7. Ethnographic Targeting: Nonprofits are also developing special campaigns focused on target demographics. These campaigns not only build emotional and lifestyle appeal with target audiences, but also create interesting sponsorship opportunities for corporate partners. The American Diabetes Association has created tailored programs for demographics of different ages and ethnicities that deliver materials relevant to those audiences and also attract sponsorship from companies interested in reaching segmented markets.
8. Partner Activation: Once nonprofits identify their focus areas, they should leverage all of their assets to reach program participants. For the Great American Clean-Up, Keep America Beautiful leveraged a number of methods, including in-store promotions, educational promotions, celebrities, and corporate sponsors to recruit over two million volunteers to clean up litter around the country.
9. New Media Integration: Technological connectivity provides new opportunities for connecting with both program participants and donors. The American Red Cross uses SMS/text to raise funds. Similarly, the American Lung Association leverages blogs and chat rooms to create an intimate and connected community.

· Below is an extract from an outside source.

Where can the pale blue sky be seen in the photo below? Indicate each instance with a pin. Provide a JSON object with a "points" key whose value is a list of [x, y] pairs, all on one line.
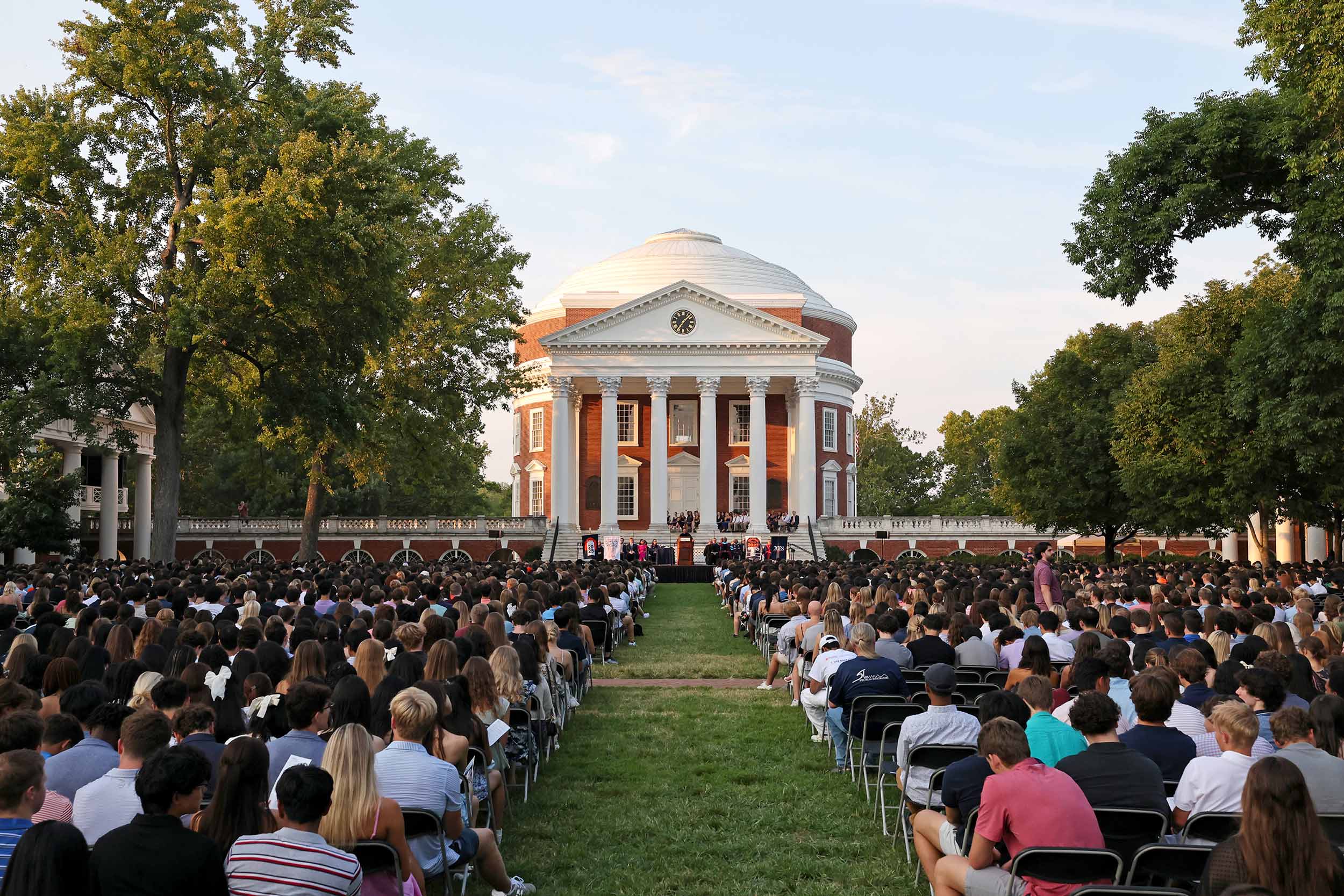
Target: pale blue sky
{"points": [[916, 163]]}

10. Alliance Formation: Alliances with media organizations, other nonprofits, trade associations, and volunteer groups can greatly increase the resources available to a nonprofit. For example, Share our Strength partnered to write the Great American Bakesale into an episode of the sit-com “Eight Simple Rules” to raise awareness and visibility.
The tactical implementation of any number of these strategies helps nonprofits deliver experiences that intrigue, delight, and fulfill their target audiences while simultaneously delivering meaningful social impact and boosting their marketing abilities to raise money for their organizations. Cause branding for nonprofits is on the rise and is no doubt being shaped in-part by this work.